Des heures difficiles pour les banques sud-africaines

Avec la crise de l’approvisionnement en électricité qui menace une grande partie de l’économie et gâche la vie des citoyens, les banques d’Afrique du Sud doivent faire face à de sérieux problèmes.
Les signaux sont contradictoires, concernant le secteur bancaire sud-africain. Tandis que Moody’s modifie son jugement d’ensemble de « négatif » à « stable », l’indienne ICICI annonce son intention de quitter le pays, ne pouvant tirer son épingle du jeu au sein de l’environnement concurrentiel. Et comme redouté, l’Afrique du Sud a été placée sur la « liste grise » du Gafi, signe de mauvaise coopération en matière de lutte contre le blanchiment d’argent.

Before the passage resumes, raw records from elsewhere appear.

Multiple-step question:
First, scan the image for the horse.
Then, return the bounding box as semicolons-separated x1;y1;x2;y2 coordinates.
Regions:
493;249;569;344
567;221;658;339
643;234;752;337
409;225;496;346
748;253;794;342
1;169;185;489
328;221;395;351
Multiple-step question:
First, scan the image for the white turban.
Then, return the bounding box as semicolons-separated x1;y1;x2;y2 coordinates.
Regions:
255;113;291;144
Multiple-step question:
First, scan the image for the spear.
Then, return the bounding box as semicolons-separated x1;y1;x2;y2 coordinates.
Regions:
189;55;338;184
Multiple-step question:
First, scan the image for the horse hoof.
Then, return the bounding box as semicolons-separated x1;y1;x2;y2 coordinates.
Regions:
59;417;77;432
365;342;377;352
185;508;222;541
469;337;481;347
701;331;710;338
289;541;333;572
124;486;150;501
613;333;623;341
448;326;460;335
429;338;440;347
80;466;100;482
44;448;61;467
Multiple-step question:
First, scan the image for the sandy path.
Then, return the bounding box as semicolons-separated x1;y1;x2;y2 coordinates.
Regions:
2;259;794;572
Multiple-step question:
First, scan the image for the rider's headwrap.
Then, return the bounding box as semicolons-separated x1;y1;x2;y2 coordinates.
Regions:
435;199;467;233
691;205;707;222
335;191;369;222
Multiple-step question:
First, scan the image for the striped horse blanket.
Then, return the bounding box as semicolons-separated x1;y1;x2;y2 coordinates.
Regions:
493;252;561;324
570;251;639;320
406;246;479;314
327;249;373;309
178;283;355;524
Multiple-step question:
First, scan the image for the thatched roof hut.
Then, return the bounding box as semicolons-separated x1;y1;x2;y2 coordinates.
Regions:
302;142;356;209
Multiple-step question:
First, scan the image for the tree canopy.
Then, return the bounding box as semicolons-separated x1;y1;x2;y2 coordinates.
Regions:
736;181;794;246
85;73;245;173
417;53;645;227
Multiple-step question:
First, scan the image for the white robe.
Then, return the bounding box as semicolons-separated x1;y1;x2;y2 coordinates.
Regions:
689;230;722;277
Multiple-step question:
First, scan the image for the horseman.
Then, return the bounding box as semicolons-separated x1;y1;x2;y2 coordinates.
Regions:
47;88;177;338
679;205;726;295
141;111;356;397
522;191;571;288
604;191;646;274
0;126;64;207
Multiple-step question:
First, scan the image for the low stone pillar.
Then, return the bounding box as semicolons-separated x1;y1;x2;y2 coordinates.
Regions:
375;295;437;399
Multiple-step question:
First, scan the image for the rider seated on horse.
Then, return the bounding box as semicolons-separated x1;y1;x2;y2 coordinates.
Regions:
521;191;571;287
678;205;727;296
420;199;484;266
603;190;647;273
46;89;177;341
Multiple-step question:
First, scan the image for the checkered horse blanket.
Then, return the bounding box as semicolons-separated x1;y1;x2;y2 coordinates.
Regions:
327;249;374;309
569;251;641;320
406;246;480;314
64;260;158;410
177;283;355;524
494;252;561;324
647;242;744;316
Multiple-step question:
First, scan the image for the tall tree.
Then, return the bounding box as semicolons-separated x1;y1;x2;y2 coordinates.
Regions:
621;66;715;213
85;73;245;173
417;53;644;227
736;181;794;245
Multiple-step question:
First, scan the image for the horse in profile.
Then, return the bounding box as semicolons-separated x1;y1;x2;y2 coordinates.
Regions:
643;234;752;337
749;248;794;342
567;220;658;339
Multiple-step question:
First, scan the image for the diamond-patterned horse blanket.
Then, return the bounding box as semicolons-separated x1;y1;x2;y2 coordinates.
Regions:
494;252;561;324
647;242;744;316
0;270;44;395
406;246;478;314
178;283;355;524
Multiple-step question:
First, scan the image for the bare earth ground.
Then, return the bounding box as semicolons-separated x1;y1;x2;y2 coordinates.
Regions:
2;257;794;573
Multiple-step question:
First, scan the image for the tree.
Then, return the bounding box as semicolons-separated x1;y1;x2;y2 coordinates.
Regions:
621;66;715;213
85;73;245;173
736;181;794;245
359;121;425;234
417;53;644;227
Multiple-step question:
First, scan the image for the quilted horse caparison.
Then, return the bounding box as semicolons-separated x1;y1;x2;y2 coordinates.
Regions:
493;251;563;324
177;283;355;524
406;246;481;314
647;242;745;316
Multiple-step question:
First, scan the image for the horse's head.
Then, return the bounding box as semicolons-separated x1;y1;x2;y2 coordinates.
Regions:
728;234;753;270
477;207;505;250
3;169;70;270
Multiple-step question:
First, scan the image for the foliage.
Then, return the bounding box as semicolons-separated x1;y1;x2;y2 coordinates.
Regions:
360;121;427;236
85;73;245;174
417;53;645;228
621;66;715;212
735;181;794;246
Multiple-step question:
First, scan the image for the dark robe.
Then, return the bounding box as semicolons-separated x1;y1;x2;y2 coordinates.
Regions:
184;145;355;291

Fitch Ratings souligne la résilience dont ont fait preuve les banques, en Afrique du Sud et sur tout le continent, au cours des deux dernières années. Toutefois, l’agence de crédit précise que le tableau s’assombrit pour le secteur.
De plus, l’Afrique du Sud est toujours plongée dans une grave crise de l’énergie qui affecte la vie des citoyens et freine la croissance économique. Eskom Holdings, la compagnie publique du pays, est responsable de la production de plus de 90 % de l’électricité nationale. Comme ses centrales n’ont pas fait l’objet d’investissements ou d’un entretien adéquats, une grande partie de la machinerie ancienne ne fonctionne plus et Eskom n’a pas été en mesure de répondre à la demande.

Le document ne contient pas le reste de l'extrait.